Sometimes when you get caught up in the system and you're not with your biological family, you don't get to see your family as often as you'd like. Sometimes social workers don't set up visits like they are supposed to. Or because you're moved around so often, you lose contact with your family. It's like the bond between you disappears and you may not act like a family anymore. But with kinship care, because you live with family, that bond doesn't break. In kinship care, you can still learn about your mom or dad despite the fact that they are not around. Your biological family is able to explain why you are not with your parents and answer questions you might have. Even if you don't see your mother at all, you can learn what type of person she was, why she isn't able to take care of you, and you can also see pictures of her. It makes you feel better because you don't go through your whole time in care wondering about who she was and having so many unanswered questions.

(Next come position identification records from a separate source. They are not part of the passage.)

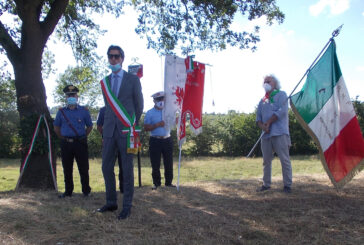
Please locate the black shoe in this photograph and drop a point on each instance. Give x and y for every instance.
(63, 195)
(287, 189)
(125, 213)
(107, 208)
(87, 194)
(263, 188)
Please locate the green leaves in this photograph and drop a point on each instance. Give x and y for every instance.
(200, 24)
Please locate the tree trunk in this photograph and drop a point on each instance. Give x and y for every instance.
(31, 102)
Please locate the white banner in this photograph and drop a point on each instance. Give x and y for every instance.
(174, 85)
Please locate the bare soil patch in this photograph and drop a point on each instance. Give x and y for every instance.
(211, 212)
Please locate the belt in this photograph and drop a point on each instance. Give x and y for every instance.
(161, 137)
(73, 139)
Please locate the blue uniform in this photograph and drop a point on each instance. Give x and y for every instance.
(79, 118)
(74, 146)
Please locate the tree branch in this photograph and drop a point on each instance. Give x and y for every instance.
(58, 7)
(8, 44)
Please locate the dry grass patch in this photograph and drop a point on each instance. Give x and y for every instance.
(208, 212)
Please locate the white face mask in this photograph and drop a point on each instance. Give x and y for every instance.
(267, 87)
(160, 104)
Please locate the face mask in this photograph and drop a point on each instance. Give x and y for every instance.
(267, 87)
(160, 104)
(115, 67)
(71, 100)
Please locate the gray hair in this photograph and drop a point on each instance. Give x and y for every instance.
(277, 82)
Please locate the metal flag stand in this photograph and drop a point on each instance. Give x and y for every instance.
(335, 33)
(133, 69)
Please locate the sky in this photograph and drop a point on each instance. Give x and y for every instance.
(234, 77)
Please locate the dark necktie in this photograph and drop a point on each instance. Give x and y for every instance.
(115, 84)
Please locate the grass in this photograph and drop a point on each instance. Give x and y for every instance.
(217, 204)
(192, 169)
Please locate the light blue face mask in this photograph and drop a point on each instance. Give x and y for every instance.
(72, 101)
(115, 67)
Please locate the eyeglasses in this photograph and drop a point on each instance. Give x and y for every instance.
(159, 99)
(115, 56)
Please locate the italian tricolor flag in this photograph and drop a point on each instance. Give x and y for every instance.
(324, 109)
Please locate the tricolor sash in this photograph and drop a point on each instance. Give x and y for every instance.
(133, 141)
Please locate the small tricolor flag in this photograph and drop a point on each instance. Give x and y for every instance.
(324, 109)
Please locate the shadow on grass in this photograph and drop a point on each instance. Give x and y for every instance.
(213, 212)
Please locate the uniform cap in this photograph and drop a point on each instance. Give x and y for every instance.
(158, 94)
(70, 89)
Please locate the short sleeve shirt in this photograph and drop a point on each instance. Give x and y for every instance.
(79, 118)
(154, 116)
(279, 107)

In some cases, you can learn that maybe you're in care because your parents feel that it's better for you, and you can learn to love them for that instead of thinking that you're in care because your parents don't care about you.

A Valuable Lesson

More important, when you are in kinship living with family, there is more of a chance that it will be your home forever. Family usually wants the best for you, so when you live with them, they will probably want you to stay with them instead of being moved around from stranger to stranger in different foster homes and group homes. For all of these reasons, I think that when a child goes into the system, the best thing would be to try to place the child with a relative, and if that doesn't work out, then the last resort should be to place the child with a stranger. Being in kinship care causes less confusion, pain and leaves no room for unanswered questions. I know that I've learned a lot of valuable lessons from my experience in kinship care-I learned that everyone has the right to be loved; that everyone is a person of value and deserves to be treated that way. My grandmother didn't have to take me in, but she did. She stopped her life to make sure I led a good one. If you can't learn from that, you can't learn from anything.